腰部脊柱管狭窄症の唯一の症状は、歩行時にのみ起こる痛みかもしれません。多くの人は、すぐにしゃがんだり座ったりすると痛みが軽減することに気づきます。その他の症状としては
- 腰痛
- 鼠径部、臀部、大腿上部の痛み(坐骨神経痛の痛みとは異なる)。
- 背もたれに寄りかかると悪化し、前傾姿勢になると痛みが軽減する。
腰部脊柱管狭窄症の確定診断には、通常、MRIやCTスキャンなどの画像検査が必要です。
腰痛、PAD、坐骨神経痛と同様、体を動かすことが大切です。無理のない範囲で歩く。「固定式自転車に乗るのも有効な運動です」とカッツ博士は言う。理学療法士が、体幹と脚力を維持するための操作やエクササイズを指導してくれます。

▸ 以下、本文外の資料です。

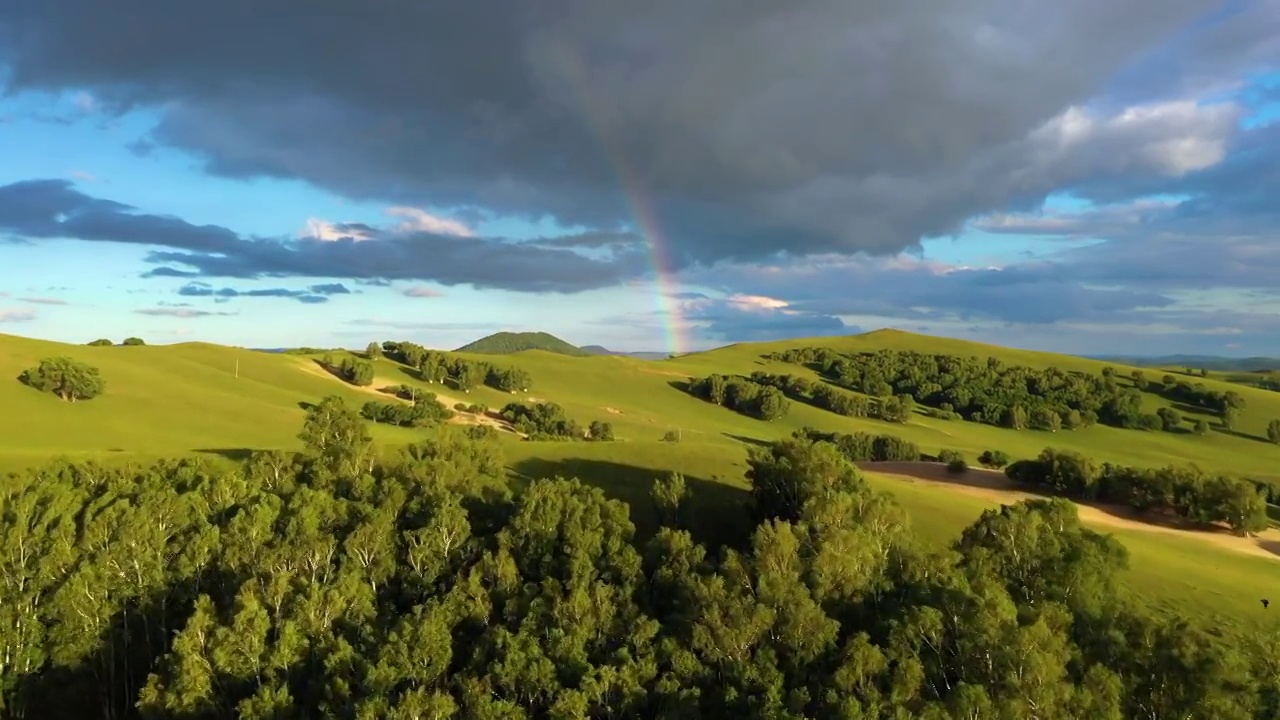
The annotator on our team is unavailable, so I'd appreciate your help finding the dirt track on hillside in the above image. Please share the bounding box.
[301,360,525,437]
[858,461,1280,560]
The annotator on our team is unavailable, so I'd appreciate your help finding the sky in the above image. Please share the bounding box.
[0,0,1280,356]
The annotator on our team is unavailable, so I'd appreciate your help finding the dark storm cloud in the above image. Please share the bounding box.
[681,296,860,342]
[690,259,1174,324]
[178,282,351,304]
[0,179,646,292]
[0,0,1249,266]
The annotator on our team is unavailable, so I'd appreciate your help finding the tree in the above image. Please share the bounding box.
[338,356,374,387]
[649,473,691,528]
[1156,407,1183,433]
[18,357,106,402]
[298,395,372,464]
[978,450,1010,470]
[586,420,613,441]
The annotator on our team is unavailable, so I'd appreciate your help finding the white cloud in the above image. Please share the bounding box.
[0,307,36,323]
[302,218,372,242]
[384,206,475,237]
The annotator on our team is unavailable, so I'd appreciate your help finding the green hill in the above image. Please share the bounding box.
[0,325,1280,632]
[454,332,591,357]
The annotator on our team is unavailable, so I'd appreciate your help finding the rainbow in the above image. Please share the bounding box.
[554,49,690,355]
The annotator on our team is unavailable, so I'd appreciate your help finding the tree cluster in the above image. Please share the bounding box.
[337,355,374,387]
[791,427,922,462]
[750,370,915,423]
[18,357,106,402]
[498,402,588,439]
[689,375,791,421]
[0,398,1280,720]
[767,347,1218,432]
[360,392,453,428]
[381,341,532,393]
[1005,447,1267,534]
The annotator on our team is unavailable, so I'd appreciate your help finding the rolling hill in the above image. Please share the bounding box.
[454,332,590,357]
[0,331,1280,632]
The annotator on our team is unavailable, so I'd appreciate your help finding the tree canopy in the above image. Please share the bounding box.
[0,397,1280,720]
[18,357,106,402]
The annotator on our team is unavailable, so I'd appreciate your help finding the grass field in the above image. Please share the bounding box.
[0,331,1280,625]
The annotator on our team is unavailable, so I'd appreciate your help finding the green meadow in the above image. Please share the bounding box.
[0,331,1280,628]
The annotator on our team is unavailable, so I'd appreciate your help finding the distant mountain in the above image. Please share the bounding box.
[454,332,590,357]
[581,345,671,360]
[1089,355,1280,373]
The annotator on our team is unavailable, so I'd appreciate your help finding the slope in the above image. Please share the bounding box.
[454,332,590,357]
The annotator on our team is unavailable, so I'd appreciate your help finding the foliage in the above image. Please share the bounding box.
[792,428,920,462]
[454,332,590,356]
[765,347,1243,432]
[1005,447,1268,534]
[499,402,582,439]
[18,357,106,402]
[689,375,791,421]
[338,356,374,387]
[360,392,453,428]
[586,420,613,442]
[978,450,1012,470]
[0,397,1280,720]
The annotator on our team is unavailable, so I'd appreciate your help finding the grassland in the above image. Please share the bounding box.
[0,331,1280,625]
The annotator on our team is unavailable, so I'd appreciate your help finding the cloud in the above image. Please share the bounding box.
[401,286,444,297]
[0,307,36,323]
[0,0,1254,269]
[134,307,239,318]
[685,252,1175,324]
[0,179,649,292]
[678,295,859,342]
[178,282,351,304]
[387,208,475,237]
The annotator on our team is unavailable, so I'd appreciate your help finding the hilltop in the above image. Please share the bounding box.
[454,332,590,357]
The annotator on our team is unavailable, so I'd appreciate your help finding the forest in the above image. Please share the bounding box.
[765,347,1244,433]
[1005,447,1271,534]
[0,397,1280,720]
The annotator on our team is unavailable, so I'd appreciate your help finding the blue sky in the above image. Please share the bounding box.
[0,0,1280,355]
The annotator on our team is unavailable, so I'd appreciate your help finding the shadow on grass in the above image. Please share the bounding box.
[1217,424,1271,445]
[512,457,751,548]
[721,433,773,447]
[855,460,1259,538]
[1258,541,1280,556]
[192,447,253,462]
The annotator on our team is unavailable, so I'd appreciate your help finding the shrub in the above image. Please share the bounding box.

また、市販の鎮痛剤や処方された鎮痛剤で不快感を和らげることができます。医師はコルチコステロイド注射を検討するかもしれませんが、その有効性についてはさまざまなエビデンスがあります。
症状が改善しない場合は、椎弓切除術と呼ばれる手術が次のステップになるかもしれません。ここでは、外科医は狭窄がある椎骨の背面にある骨板を取り除き、脊髄神経のスペースを広げます。